Opinion
May 17, 1993
Appeal from the Supreme Court, Kings County (Ramirez, J.).
Ordered that the order is affirmed, with costs.
The Supreme Court properly granted the defendant-respondent's motion for summary judgment. The defendant-appellant did not deny that it failed to comply with the provision of the contract requiring it to obtain liability insurance naming the defendant-respondent as the insured. The defendant-appellant is therefore liable to indemnify the defendant-respondent for any payments made by the latter to the plaintiffs in this action (see, Kinney v Lisk Co., 76 N.Y.2d 215).
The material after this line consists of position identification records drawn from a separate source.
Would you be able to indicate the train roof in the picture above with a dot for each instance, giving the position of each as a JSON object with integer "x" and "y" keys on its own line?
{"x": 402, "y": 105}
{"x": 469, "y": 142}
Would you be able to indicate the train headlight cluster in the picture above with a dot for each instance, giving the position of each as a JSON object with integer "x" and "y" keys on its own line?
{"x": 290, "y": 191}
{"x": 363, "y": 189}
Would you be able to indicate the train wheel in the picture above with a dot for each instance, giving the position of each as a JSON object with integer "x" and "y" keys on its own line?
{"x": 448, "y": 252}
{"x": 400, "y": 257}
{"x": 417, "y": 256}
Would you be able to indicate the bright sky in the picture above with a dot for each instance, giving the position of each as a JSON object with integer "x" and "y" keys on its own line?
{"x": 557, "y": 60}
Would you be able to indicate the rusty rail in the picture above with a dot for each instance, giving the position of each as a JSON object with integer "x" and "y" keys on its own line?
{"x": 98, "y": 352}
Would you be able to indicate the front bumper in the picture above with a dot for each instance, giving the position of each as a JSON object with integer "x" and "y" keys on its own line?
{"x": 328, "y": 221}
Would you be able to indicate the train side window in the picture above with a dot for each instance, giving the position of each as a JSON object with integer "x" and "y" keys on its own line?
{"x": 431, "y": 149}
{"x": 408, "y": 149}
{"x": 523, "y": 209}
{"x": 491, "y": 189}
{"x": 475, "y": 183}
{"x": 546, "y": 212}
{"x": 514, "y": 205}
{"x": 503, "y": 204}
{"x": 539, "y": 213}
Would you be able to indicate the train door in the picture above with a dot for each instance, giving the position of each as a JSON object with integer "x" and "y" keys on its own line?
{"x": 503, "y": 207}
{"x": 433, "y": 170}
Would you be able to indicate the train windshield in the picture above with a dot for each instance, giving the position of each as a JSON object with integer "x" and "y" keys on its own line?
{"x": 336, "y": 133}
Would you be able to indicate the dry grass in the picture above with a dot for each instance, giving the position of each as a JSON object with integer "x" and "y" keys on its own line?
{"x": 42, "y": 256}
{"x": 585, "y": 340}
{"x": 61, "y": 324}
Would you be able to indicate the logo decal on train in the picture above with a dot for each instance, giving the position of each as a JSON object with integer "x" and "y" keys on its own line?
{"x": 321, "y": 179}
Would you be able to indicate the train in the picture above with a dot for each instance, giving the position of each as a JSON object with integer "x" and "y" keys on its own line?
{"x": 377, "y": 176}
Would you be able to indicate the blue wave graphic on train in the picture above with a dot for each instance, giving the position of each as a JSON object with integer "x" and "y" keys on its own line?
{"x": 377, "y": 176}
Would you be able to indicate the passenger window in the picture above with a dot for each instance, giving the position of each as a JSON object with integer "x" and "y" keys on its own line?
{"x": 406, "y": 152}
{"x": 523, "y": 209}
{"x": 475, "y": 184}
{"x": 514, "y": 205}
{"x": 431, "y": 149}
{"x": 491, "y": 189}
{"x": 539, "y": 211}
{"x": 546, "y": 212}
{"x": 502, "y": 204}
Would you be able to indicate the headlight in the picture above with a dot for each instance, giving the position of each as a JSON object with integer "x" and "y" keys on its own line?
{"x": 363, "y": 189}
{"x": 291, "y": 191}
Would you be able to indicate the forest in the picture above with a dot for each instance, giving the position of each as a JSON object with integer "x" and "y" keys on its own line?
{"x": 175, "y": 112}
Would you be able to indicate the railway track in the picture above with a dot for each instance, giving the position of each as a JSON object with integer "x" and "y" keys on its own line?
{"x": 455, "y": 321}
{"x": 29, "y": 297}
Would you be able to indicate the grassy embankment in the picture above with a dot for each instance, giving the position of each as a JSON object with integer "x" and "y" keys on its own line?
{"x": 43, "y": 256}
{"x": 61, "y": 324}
The provision of the contract reserving the defendant-respondent's right to procure liability insurance at the defendant-appellant's expense should not be read as imposing a duty on the defendant-respondent to do so, since such would be inconsistent with the clear language of the contract (see, Sutton v East Riv. Sav. Bank, 55 N.Y.2d 550, 555). Moreover, contrary to the defendant-appellant's contentions, the defendant-respondent was under no duty to mitigate damages by procuring such insurance (cf., Tynan Incinerator Co. v International Fid. Ins. Co., 117 A.D.2d 796, 797-798). In addition, the defendant-appellant's allegations that the defendant-respondent waived its rights under the contract were unsubstantiated and speculative and therefore were insufficient to require the denial of the defendant-respondent's motion for summary judgment (see, Zuckerman v City of New York, 49 N.Y.2d 557, 562; Jones v Gameray, 153 A.D.2d 550, 551; Kennerly v Campbell Chain Co., 133 A.D.2d 669, 670). Miller, J.P., O'Brien, Copertino and Joy, JJ., concur.